Jeeva points out that MCP enables intelligent agents to coordinate across commerce capabilities without users manually switching between different modules and dashboards.
That may sound like a technical change, but the impact is very practical.
A store owner should not have to jump between five screens to solve one business problem. If the goal is to move excess inventory, the system should be able to connect the related tasks: find the products, improve the listing, create the offer, update the catalog, and track the result.
What this could look like for a store owner
Imagine a store owner asking, “Which products need attention this week?”
An AI agent using MCP could look at inventory, sales movement, product performance, and campaign history. It could identify slow-moving products, improve SEO metadata for those listings, suggest promotional pricing, create discount coupons, and schedule a campaign.
The store owner is not asking for SEO, coupons, and reports as separate tasks. They are trying to solve a business problem.
That is the important difference.
The same applies when new products are added. Instead of manually writing titles, descriptions, meta tags, and keywords for every item, the store owner could ask AI to optimize SEO metadata for newly added products. The system can use the product information already available and create a stronger starting point.
Or take reporting. A request like, “Show me revenue trends, low-performing categories, and products that need attention,” should not leave the user with only a chart. It should help them understand where to look next and what action may be needed.
This is where AI starts becoming more useful in day-to-day commerce work.
Less time moving between screens
The bigger point here is not that AI can create a coupon faster or write better metadata. Those are helpful, but they are small parts of the larger change.

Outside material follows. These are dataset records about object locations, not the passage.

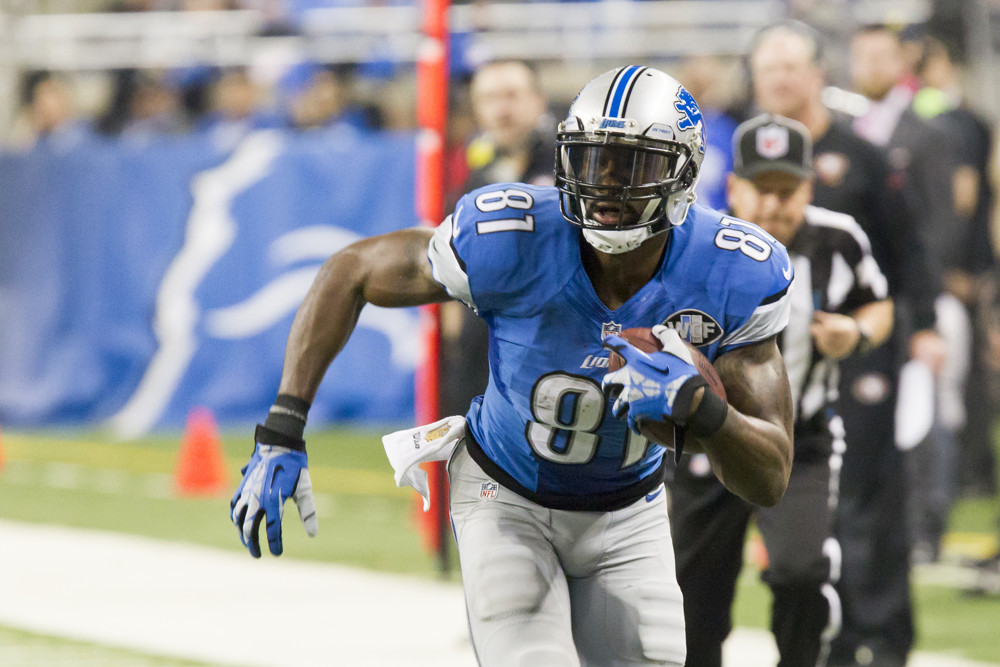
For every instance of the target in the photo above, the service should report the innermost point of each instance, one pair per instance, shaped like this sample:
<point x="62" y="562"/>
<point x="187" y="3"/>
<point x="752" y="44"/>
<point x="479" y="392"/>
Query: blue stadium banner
<point x="139" y="280"/>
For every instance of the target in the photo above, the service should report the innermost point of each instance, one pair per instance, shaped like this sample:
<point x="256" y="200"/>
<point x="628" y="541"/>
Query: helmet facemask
<point x="620" y="185"/>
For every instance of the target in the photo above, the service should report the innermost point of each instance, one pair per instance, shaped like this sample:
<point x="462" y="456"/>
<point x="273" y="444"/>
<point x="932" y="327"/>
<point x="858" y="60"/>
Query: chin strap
<point x="618" y="241"/>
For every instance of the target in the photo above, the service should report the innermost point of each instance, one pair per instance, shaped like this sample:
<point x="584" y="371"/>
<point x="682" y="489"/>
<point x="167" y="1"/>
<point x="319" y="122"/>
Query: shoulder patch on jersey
<point x="695" y="326"/>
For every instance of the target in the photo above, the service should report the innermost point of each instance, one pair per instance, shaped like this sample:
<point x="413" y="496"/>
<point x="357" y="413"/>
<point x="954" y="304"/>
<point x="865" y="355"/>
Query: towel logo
<point x="489" y="491"/>
<point x="439" y="432"/>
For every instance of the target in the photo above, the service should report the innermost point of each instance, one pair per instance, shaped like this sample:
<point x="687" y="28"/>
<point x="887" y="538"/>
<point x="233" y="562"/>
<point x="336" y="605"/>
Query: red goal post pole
<point x="432" y="117"/>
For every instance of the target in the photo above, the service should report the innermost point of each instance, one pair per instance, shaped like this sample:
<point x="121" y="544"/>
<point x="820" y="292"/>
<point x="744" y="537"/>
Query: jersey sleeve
<point x="501" y="248"/>
<point x="760" y="275"/>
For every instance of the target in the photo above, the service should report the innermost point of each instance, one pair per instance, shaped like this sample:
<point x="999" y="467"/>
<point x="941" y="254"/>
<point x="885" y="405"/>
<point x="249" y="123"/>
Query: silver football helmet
<point x="627" y="157"/>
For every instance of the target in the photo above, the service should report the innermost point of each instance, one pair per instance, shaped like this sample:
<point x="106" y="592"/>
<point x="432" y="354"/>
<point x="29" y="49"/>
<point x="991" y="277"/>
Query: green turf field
<point x="89" y="481"/>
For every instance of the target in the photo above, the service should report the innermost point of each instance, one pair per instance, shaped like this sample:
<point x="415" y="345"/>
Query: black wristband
<point x="709" y="416"/>
<point x="268" y="436"/>
<point x="288" y="416"/>
<point x="681" y="411"/>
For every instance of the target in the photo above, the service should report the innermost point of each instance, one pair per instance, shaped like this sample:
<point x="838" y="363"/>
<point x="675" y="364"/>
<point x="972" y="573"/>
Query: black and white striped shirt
<point x="834" y="272"/>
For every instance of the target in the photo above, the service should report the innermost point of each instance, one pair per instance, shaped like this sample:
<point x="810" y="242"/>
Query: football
<point x="662" y="432"/>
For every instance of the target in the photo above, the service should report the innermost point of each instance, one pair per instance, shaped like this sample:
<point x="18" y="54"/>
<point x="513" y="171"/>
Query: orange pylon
<point x="201" y="465"/>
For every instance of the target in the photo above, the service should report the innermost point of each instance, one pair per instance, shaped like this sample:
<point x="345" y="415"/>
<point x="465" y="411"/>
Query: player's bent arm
<point x="752" y="453"/>
<point x="391" y="270"/>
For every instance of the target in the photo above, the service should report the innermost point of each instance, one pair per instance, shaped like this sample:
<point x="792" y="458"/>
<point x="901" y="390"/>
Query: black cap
<point x="772" y="143"/>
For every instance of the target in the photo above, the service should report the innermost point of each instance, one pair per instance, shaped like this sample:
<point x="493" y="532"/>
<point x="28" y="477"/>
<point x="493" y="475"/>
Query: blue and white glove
<point x="273" y="475"/>
<point x="653" y="385"/>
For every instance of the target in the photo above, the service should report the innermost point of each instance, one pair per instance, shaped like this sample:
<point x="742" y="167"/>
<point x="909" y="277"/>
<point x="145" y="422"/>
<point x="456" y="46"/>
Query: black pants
<point x="871" y="519"/>
<point x="709" y="527"/>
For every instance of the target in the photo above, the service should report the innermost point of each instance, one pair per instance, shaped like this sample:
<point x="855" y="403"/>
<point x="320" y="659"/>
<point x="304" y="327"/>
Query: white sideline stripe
<point x="222" y="607"/>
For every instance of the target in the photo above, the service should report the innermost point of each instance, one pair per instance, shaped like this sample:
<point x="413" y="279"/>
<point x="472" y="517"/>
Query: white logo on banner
<point x="211" y="232"/>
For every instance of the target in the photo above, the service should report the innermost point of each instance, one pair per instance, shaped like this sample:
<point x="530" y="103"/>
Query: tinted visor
<point x="616" y="165"/>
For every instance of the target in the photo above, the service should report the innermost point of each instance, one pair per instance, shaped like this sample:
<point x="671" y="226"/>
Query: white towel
<point x="408" y="449"/>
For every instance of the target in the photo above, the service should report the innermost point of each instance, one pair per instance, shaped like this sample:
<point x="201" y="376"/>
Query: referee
<point x="839" y="307"/>
<point x="853" y="176"/>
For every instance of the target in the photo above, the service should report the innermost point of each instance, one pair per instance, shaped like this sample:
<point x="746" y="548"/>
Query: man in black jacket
<point x="853" y="176"/>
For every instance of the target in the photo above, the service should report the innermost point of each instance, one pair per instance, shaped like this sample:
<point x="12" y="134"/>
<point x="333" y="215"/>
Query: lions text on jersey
<point x="544" y="427"/>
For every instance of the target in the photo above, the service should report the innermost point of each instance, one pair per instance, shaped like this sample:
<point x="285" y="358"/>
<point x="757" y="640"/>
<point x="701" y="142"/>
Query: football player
<point x="557" y="501"/>
<point x="839" y="307"/>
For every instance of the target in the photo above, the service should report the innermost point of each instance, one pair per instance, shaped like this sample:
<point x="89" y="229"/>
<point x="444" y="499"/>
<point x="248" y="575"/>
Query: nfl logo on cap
<point x="488" y="491"/>
<point x="772" y="141"/>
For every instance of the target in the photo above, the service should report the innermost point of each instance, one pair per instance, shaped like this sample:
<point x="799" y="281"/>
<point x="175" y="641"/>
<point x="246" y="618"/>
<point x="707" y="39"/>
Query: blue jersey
<point x="544" y="428"/>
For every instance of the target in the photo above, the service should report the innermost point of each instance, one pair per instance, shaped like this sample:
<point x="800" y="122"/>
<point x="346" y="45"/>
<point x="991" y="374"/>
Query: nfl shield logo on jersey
<point x="610" y="328"/>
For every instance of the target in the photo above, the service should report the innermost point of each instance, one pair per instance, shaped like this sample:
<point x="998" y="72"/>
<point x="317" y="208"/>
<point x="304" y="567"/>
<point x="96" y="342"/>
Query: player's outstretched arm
<point x="752" y="453"/>
<point x="389" y="270"/>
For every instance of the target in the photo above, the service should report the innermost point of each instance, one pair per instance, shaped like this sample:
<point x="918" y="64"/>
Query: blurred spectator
<point x="705" y="77"/>
<point x="924" y="156"/>
<point x="236" y="109"/>
<point x="511" y="112"/>
<point x="942" y="101"/>
<point x="145" y="103"/>
<point x="155" y="108"/>
<point x="321" y="96"/>
<point x="47" y="113"/>
<point x="515" y="144"/>
<point x="852" y="176"/>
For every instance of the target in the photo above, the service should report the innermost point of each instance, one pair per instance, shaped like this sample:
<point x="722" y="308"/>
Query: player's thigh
<point x="628" y="610"/>
<point x="798" y="531"/>
<point x="515" y="588"/>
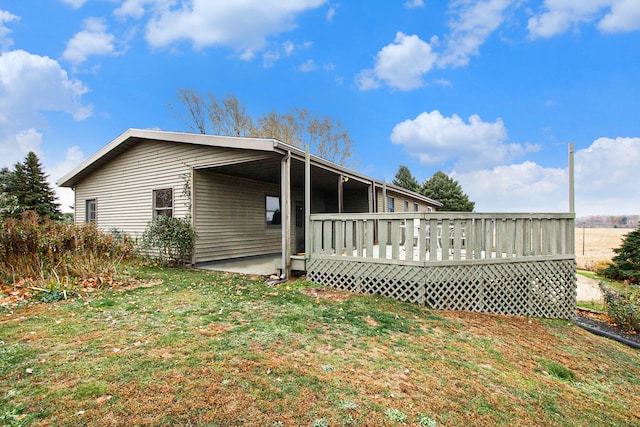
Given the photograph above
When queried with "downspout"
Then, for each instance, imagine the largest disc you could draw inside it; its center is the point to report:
(192, 202)
(307, 205)
(285, 191)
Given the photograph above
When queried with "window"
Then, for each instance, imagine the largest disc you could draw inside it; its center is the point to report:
(274, 217)
(90, 210)
(163, 202)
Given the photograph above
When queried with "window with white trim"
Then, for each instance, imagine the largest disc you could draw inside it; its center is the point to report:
(391, 204)
(274, 215)
(90, 210)
(163, 202)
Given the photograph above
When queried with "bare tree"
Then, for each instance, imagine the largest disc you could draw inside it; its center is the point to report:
(230, 118)
(195, 106)
(327, 137)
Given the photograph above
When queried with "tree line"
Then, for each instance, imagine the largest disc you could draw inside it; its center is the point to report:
(439, 187)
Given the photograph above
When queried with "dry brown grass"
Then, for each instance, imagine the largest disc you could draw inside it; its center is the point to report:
(594, 246)
(205, 349)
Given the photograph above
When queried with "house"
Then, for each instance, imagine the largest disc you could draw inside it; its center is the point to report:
(235, 191)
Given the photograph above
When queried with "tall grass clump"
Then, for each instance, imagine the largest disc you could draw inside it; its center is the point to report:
(44, 251)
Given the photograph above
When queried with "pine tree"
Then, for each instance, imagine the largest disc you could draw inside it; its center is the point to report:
(447, 191)
(626, 264)
(28, 188)
(405, 179)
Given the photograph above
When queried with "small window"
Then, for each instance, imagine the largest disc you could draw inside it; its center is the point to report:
(163, 202)
(274, 217)
(90, 210)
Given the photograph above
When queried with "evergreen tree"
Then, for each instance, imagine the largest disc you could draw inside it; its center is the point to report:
(626, 264)
(7, 201)
(447, 191)
(28, 189)
(405, 179)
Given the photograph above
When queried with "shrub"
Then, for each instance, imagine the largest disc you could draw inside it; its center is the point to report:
(623, 307)
(625, 265)
(169, 239)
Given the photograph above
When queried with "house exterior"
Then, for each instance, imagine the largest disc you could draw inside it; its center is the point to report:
(245, 196)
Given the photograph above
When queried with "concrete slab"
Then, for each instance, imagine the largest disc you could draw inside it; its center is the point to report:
(588, 289)
(259, 266)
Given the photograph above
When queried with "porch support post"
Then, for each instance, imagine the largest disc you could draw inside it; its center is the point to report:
(384, 196)
(572, 197)
(340, 193)
(307, 203)
(285, 191)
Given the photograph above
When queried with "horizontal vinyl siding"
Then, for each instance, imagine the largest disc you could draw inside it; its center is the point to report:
(123, 188)
(230, 217)
(356, 201)
(399, 202)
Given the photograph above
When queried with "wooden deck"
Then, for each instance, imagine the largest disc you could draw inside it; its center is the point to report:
(521, 264)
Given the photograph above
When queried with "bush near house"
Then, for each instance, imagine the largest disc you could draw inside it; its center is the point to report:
(169, 240)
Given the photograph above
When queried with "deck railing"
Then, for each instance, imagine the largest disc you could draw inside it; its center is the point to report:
(521, 264)
(441, 237)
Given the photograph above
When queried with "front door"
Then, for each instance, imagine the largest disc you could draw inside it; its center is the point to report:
(300, 220)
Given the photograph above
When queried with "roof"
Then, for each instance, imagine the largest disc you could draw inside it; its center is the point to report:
(133, 136)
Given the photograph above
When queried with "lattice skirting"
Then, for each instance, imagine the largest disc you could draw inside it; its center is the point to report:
(529, 288)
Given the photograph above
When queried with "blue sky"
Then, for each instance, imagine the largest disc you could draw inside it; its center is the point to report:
(489, 91)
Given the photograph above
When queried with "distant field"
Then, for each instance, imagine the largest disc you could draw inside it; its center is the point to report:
(598, 244)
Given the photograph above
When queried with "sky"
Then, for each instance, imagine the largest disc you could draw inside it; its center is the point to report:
(490, 92)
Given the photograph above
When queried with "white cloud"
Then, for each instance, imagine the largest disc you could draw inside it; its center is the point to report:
(73, 157)
(606, 177)
(412, 4)
(270, 57)
(76, 4)
(5, 41)
(473, 24)
(523, 187)
(404, 63)
(92, 40)
(401, 64)
(31, 85)
(561, 15)
(243, 26)
(435, 139)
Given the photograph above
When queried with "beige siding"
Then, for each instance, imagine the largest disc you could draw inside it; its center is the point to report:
(230, 216)
(123, 188)
(399, 200)
(356, 201)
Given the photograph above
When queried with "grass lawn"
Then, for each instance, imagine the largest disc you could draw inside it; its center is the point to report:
(202, 348)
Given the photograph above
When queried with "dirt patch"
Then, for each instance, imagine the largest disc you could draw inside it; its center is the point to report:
(327, 293)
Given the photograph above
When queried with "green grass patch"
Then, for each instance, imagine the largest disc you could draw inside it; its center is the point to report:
(199, 348)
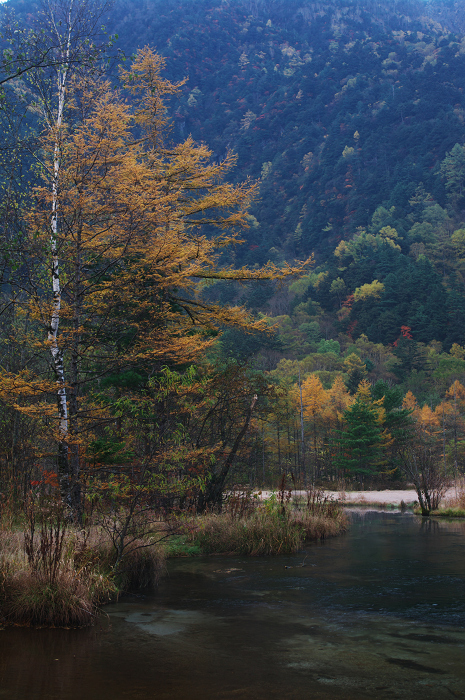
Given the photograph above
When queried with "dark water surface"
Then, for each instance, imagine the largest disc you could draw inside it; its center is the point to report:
(376, 613)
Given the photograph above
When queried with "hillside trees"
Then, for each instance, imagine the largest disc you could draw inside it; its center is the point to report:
(124, 256)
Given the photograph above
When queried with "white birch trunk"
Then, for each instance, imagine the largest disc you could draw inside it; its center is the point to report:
(57, 354)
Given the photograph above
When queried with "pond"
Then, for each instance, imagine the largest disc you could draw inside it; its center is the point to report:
(376, 613)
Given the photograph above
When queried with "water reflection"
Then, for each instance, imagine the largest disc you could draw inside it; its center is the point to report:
(377, 613)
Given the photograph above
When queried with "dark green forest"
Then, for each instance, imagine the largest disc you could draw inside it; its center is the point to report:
(347, 122)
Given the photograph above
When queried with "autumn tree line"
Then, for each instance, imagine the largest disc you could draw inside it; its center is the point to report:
(122, 374)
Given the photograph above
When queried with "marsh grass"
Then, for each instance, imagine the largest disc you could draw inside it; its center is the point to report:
(453, 507)
(69, 593)
(273, 527)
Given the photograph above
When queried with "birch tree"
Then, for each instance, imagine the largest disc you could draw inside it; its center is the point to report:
(68, 34)
(119, 222)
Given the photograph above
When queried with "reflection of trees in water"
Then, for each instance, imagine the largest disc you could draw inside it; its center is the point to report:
(430, 525)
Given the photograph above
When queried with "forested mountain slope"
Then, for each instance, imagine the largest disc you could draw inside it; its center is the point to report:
(352, 116)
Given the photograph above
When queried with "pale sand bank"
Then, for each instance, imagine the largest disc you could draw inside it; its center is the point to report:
(386, 496)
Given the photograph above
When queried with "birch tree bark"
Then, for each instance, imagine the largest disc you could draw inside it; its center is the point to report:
(67, 34)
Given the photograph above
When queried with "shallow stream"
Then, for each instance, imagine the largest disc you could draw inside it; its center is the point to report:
(376, 613)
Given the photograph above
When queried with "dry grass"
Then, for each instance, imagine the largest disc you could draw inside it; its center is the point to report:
(263, 532)
(84, 580)
(453, 507)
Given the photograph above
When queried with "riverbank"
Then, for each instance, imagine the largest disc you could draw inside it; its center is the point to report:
(60, 576)
(386, 497)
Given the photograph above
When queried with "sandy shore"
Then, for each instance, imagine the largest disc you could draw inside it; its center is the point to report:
(387, 496)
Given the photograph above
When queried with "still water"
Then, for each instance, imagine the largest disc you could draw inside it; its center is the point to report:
(376, 613)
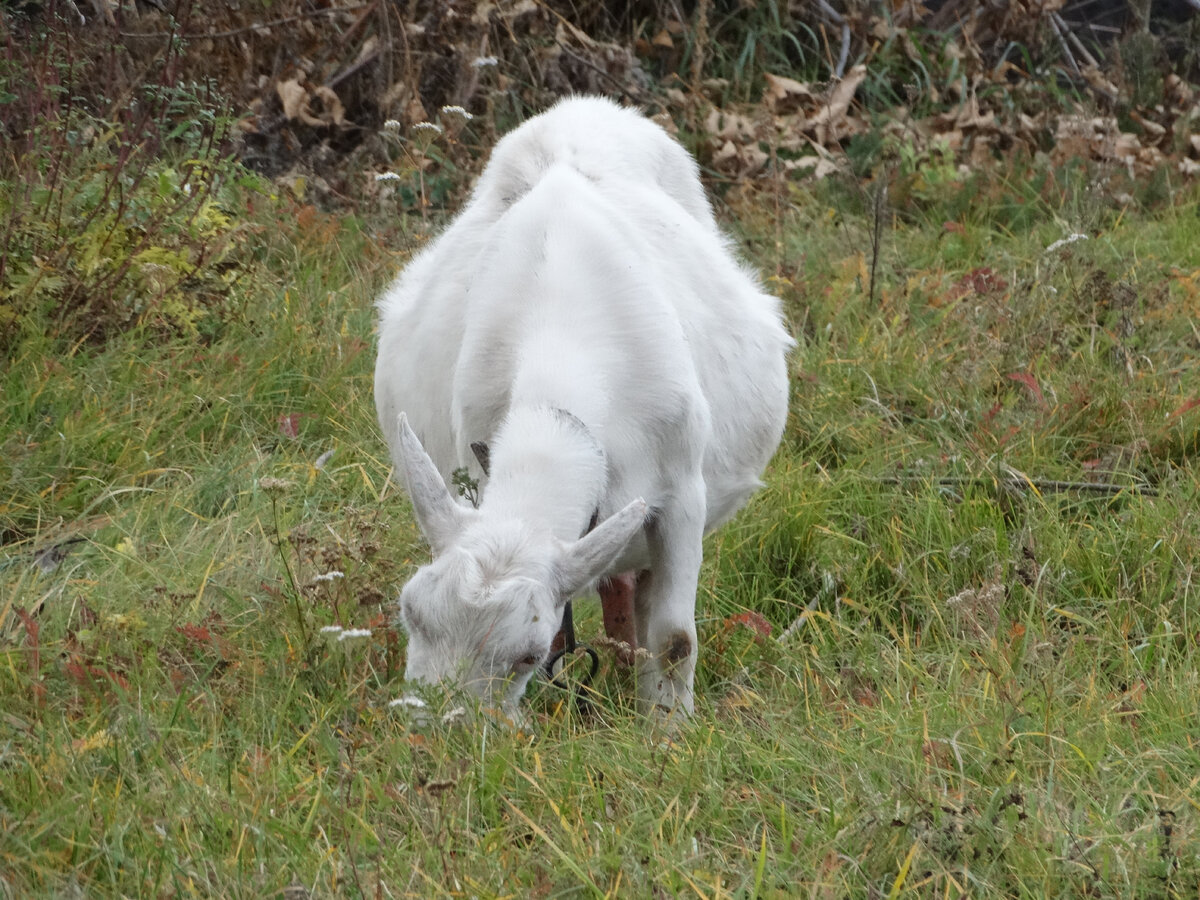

The real value is in reducing the distance between a business question and the action that follows.
Store owners do not think, “I need to open the catalog module, then the promotions module, then the analytics dashboard.” They think, “How do I sell this stock faster?” or “Which products need work before the weekend campaign?”
MCP helps AI respond to those goals with context. It gives the agent a way to work across the commerce setup instead of treating each task like a separate request.
That makes the experience feel less like using a tool and more like working with someone who understands the store.
AI is becoming part of the workflow
So, what does this mean for ecommerce businesses?
It means AI can do more than just answer questions. It can understand your business situation and help move your work forward.
For store owners, this could change how they manage catalogs, inventory, promotions, pricing, campaigns, and reports. The goal is not to remove human decision-making, but to reduce the repetitive effort that sits between decision and execution.
That is why MCP matters.
It gives AI the context and structure needed to work inside ecommerce operations, not just around them.
Because the next phase of AI in ecommerce will be about giving it a business goal and getting real work done.